Anyway, we should be talking about an emrax 228 here, shouldn't se..

Arlo1 said:

if you design a controller to make the same power at 2x the voltage its 1/2 the size

Click to expand...

Usually, right? i mean, some FETs like lower voltage and can handle higher amps.. FETs that can handle really high voltages usually handle very little amps..
3077 FET... 3mOhms.. 4115 FET.. 10mOhms.. around triple the voltage handling, around triple the resistance.. go figure.

My quick 47V bike does use an 18FET when i could probably get away with a 12FET at higher voltage.. but the controllers do not scale in size along with their FETs. I used a 12FET with 3077's for a while, but the battery input stage of the power bus would get too hot.
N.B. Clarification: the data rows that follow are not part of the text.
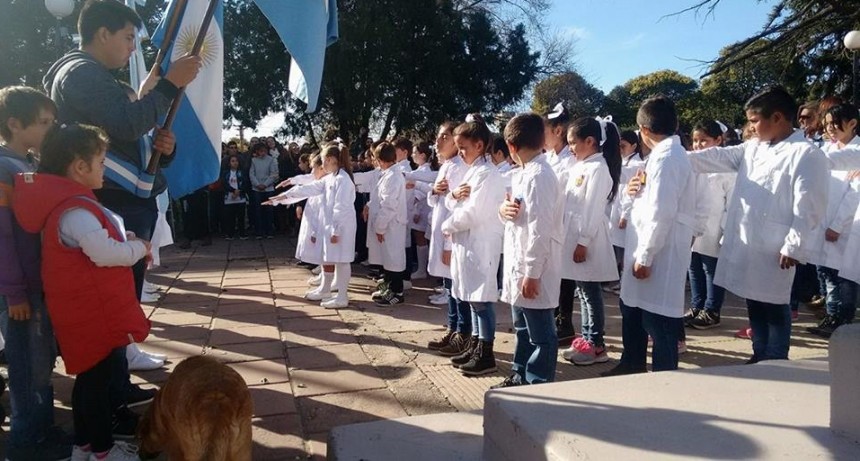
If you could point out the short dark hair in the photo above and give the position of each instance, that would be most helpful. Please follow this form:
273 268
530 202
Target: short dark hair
771 100
658 114
385 152
65 143
403 144
22 103
526 131
109 14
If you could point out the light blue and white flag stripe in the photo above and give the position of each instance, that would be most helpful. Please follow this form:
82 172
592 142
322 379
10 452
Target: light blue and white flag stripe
198 122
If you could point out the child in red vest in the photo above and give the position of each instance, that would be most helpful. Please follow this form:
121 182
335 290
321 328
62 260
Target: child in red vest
86 267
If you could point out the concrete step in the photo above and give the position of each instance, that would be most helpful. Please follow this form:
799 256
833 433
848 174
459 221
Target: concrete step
443 436
772 410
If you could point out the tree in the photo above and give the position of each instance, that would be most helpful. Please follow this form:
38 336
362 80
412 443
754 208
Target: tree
580 97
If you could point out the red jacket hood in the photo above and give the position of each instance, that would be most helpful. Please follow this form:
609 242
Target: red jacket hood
38 194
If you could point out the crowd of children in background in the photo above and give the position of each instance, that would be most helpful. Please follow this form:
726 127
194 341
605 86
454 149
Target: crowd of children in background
552 209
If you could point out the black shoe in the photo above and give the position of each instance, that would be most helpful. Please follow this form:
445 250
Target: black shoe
391 298
139 396
459 343
705 320
437 344
690 315
462 359
482 362
513 380
124 424
623 369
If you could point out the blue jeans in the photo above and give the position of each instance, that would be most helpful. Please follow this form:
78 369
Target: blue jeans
537 344
703 293
484 318
841 294
264 217
771 327
459 312
593 317
31 351
636 325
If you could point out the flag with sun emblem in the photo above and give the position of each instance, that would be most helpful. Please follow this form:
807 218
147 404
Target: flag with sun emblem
198 122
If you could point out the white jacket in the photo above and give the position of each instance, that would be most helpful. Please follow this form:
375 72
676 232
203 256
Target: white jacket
715 190
390 220
453 170
660 231
533 240
338 195
585 222
476 234
620 207
777 208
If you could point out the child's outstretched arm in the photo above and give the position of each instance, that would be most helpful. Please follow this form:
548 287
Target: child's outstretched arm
81 229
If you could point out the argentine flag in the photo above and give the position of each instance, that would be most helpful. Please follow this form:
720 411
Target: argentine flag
198 122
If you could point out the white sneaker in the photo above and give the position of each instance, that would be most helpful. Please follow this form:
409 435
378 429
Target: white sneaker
317 295
121 451
149 297
79 454
335 303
With a redesign of the board ( no thanks, not doing that ), i could get away with a 12FET just the same.

neptronix said:

Arlo1 said:

if you design a controller to make the same power at 2x the voltage its 1/2 the size

Click to expand...

Usually, right? i mean, some FETs like lower voltage and can handle higher amps.. FETs that can handle really high voltages usually handle very little amps..
3077 FET... 3mOhms.. 4115 FET.. 10mOhms.. around triple the voltage handling, around triple the resistance.. go figure.

My quick 47V bike does use an 18FET when i could probably get away with a 12FET at higher voltage.. but the controllers do not scale in size along with their FETs. I used a 12FET with 3077's for a while, but the battery input stage of the power bus would get too hot. With a redesign of the board ( no thanks, not doing that ), i could get away with a 12FET just the same.

Click to expand...

Once you replace the high voltage fet with an IGBT you are back to the same current limits.
Most good FETs and IGBTs will run at an RMS of the package/leg limits. So voltage doesn't effect the current limit.